The Supreme Court will hear oral arguments today in a case involving the rights of pregnant workers, Young v. United Parcel Service. A large group of pro-life organizations—23 of them—have advocated to protect pregnant workers from discrimination, putting them in an unusual position alongside pro-choice feminist groups.

The case involves Peggy Young, a former UPS driver who became pregnant and, on the basis of a recommendation from the doctor, requested temporary reassignment to a light-duty job that would not require her to lift boxes of more than 20 pounds. UPS offered such reassignments to workers with limitations similar to Young’s: when they had on-the-job injuries, disabilities under the Americans with Disabilities Act, or a variety of conditions that caused a driver to lose his or her Department of Transportation commercial driving license. But pregnancy was not among these categories, and so UPS denied Young a similar accommodation.

Young sued under the Pregnancy Discrimination Act of 1978 (the PDA), which prohibits pregnancy discrimination in the workplace as a form of sex discrimination and also, in a distinct clause, requires that employers give pregnant employees the same treatment as they give to nonpregnant employees “similar in their ability or inability to work.”

Young argued that UPS had violated the second clause by treating other conditions, but not pregnancy, as worthy of accommodation. She lost in the court of appeals, which ruled that the PDA was not violated unless UPS had a policy singling out pregnancy as a condition it would not accommodate.

The ruling suggests that an employer can refuse to accommodate pregnant employees as long as there are any other employees it also refuses to accommodate. Since employers frequently make accommodations for some conditions but not others, this approach significantly limits the duty of employers to make even simple, easy adjustments so that pregnant women can continue in their jobs.

As Judge Richard Posner put it in an earlier case, under this approach “employers can treat pregnant women as badly as they treat … nonpregnant employees”—that is, as badly as they treat any nonpregnant employees.

To a number of pro-life organizations, this case presented a clear pro-life issue. The PDA passed in 1978 with support from both pro-choice feminist and pro-life groups. At many places in the Congressional Record, members voting for the law noted that women who faced losing their jobs if they were pregnant could feel a powerful economic incentive to have abortions. The PDA’s chief Senate sponsor, Democrat Harrison Williams, argued that the measure could reduce the “tragedy of needless, and unwanted abortions;” then-Senator Joe Biden warned that without the law women “will be encouraged to choose abortion as a means of surviving economically.”
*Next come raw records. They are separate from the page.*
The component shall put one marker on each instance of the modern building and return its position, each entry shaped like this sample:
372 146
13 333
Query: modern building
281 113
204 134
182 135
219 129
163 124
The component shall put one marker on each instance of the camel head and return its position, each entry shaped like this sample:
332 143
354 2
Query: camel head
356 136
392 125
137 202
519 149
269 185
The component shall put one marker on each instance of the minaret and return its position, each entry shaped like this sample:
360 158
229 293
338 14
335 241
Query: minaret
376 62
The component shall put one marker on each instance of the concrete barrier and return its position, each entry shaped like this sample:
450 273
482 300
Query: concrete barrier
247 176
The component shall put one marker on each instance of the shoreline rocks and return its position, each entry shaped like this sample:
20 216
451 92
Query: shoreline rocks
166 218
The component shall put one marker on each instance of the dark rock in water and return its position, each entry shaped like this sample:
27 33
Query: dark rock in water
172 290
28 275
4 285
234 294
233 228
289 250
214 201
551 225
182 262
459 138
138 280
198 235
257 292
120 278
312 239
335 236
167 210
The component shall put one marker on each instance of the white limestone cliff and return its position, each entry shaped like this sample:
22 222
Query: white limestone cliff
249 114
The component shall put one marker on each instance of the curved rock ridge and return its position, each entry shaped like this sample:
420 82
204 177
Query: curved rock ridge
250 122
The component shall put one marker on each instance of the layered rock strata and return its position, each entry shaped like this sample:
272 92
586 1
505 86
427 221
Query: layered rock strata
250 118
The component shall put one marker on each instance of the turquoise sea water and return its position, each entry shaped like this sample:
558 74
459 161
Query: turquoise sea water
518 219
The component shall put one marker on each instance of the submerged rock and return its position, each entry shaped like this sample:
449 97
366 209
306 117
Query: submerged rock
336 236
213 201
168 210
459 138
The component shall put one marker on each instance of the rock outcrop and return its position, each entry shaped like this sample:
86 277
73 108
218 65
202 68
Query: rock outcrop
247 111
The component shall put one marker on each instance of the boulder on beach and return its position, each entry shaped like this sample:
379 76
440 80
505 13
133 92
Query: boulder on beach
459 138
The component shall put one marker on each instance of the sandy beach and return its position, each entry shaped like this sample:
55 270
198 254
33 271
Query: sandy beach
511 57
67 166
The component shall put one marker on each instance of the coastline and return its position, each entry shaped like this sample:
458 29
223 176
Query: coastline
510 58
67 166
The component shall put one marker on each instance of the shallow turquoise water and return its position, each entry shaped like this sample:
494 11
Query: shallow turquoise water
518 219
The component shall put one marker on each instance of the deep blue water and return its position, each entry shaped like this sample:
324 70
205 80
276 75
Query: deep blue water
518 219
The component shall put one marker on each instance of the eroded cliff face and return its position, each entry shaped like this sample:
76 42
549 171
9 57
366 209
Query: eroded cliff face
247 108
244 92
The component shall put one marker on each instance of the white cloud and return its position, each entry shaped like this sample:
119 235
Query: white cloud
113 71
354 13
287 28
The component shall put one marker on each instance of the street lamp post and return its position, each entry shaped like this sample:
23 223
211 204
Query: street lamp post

The need for the Pregnancy Discrimination Act has only grown in the years since 1978. Today, the National Partnership for Women and Families reports that women are the primary breadwinners in 40 percent of households with children, and three-quarters of women entering the workforce will become pregnant at least once while employed.

That’s why 23 pro-life organizations filed a friend of the court (amicus curiae) brief this September supporting Peggy Young’s position. (I served as co-counsel on the brief.) The pro-life groups argue that under the text of the pregnancy discrimination law, pregnant employees must be treated as well as employees who have been accommodated and are “similar in their ability or inability to work”—for example, the three significant categories of employees that UPS had already given light-duty assignments.

Pregnancy, the brief argues, should be treated as well as other conditions the employer deems worthy enough to accommodate—not as poorly as conditions deemed unworthy to accommodate. For pregnancy, the brief points out, is a very important condition: courts have repeatedly recognized that women (indeed, women and men) have a “fundamental interest” in being able to bear children and raise a family. The PDA should protect that interest from the economic pressure and insecurity—the threat of lost wages or benefits—created by workplace discrimination.

The brief emphasizes that the justices should follow the text and the intent of the PDA, but beyond that, it also stands as an important statement by anti-abortion groups: Protecting pregnant women is fundamentally pro-life. The 23 pro-life groups cut across the political spectrum, from Concerned Woman for America and the Southern Baptists to the Democrats for Life and Feminists for Nonviolent Choices. I hope that the message of this brief will resonate, and draw attention, in the broader society: supporting pregnant women is a pro-life cause, and pro-life groups of all kinds are strongly committed to it.

Thomas Berg is a professor at the University of St. Thomas School of Law in Minneapolis.